Hengstschau mit
vielen Perspektiven
Kreispferdezuchtverein Kleve hatte Spitzenvererber auf den Brauershof geladen
VON STEPHAN DERKS
Vom Feinsten, was der Kreispferdezuchtverein Kleve den schätzungsweise vier- bis fünfhundert Pferdesportbegeisterten mit seiner zweiten Hengstschau auf dem Brauershof der Familie Camp in Geldern präsentierte. Wieder einmal hatte er Spitzenvererber an den Güterbahnhof der Drachenstadt geladen, die sich sowohl unter dem Sattel, als auch über dem Sprung, angespannt oder an der Hand von ihrer besten Seite zeigten.

Mit viel Ausdruck marschierten die „Kracher“ in den verschiedenen Grundgangarten leicht, locker und geschmeidig. Immer waren sie bei der Sache. Sehr zum Gefallen der zahlreichen Zuchtinteressierten. „Habt Mut zum Blut“, spornte Moderator Volker Raulf die Züchter zu verschiedenen Anpaarungen zum Beispiel in Richtung Trakehner auf.

Aber nicht nur die zeigten gelassen, was in ihnen steckt.
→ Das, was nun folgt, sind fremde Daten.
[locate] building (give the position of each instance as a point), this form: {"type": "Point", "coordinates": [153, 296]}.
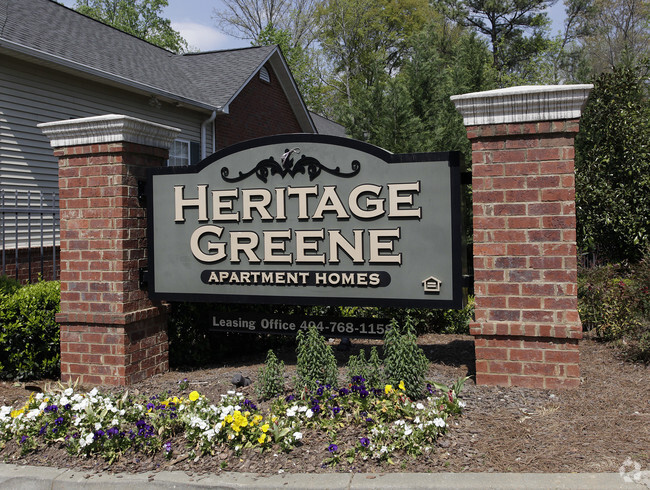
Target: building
{"type": "Point", "coordinates": [57, 64]}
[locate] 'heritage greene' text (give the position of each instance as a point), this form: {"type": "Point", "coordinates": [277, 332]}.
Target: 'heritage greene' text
{"type": "Point", "coordinates": [364, 202]}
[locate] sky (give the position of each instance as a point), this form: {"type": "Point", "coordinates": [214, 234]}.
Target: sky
{"type": "Point", "coordinates": [194, 20]}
Denn da der Niederrhein für die weltweit beste Ponyzucht steht, wurde bei dieser Hengstschau in den verschiedenen Schaubildern mehr als deutlich unter Beweis gestellt. Hervorragende Schrittfolgen waren da auszumachen, Erhabenheit, Gleichmaß und Takt. Kurzum, es passte alles zusammen. Einfach Klasse, wie die Hengste ihr Potential nur so abspulten.

Da geizten die Zuschauer auch nicht mit dem aufmunternden Beifall.

Stichwort Beifall. Denn erhielten auch der Gocher Peter Nolden und der Kranenburger Johannes Baumeister, die verschiedenen Hengste an der Hand vorstellten. War das eine schweißtreibende Angelegenheit. Schließlich galt es an den langen Seiten der Halle verschiedentlich die Trabmechanik der Hengste in Szene zu setzen. Da wollte Moderator Volker Raulf, der die zweieinhalbstündige Hengstschau fachkundig und abwechslungsreich kommentierte, den Beiden schon den goldenen Wanderschuh verleihen.

Aber auch weitere Nachwuchszüchter hatten sich mächtig ins Zeug gelegt, um zum Gelingen dieser Top-Veranstaltung beizutragen. „Nun nehmt Euch Eure Stuten und geht zu den besten Hengsten und lasst die besten Fohlen produzieren“, so Raulf beinahe salbungsvoll zum Ende der Veranstaltung. Das war aber leichter gesagt als getan. Denn angesichts der insgesamt 26 Spitzenhengste, die sich ihnen auf dem Brauershof vorgestellt hatten, wird es wohl für manchen Züchter wieder die Qual der Wahl werden.

Riesendank nicht nur vom Kreistierzuchtberater Gerd Dreßler an Hermann Arts und Elfi Klages aus Rheurdt, Claudia Beckers-Warlamow, Viersen, Hermann Berger, Dülken, dem Gestüt Bönniger, Tönisvorst, dem Domselshof aus Kerken, dem Krefelder Wiesenhof, Holger Hetzel, Pfalzdorf, dem Kervenheimer Vogelssangshof, den Eheleute Johanns aus Kleve, dem NRW Landesgestüt Warendorf, Johannes Litjes aus Weeze, Dieter Pirkes Euskirchen, Constanze Sonnenschein, Bedburg-Hau, Christian Richter, Düsseldorf, Paul Schockemöhle, Mühlen, Gerd Schulte-Geldermann Kranenburg und dem Weezer Ferienhof Stücker, dass sie einige ihre „Zuchtperlen“ entsandt hatten, an denen man sich nicht statt sehen mochte. Hier nur ansatzweise einige Hengste hervorzuheben, würde den anderen nicht gerecht.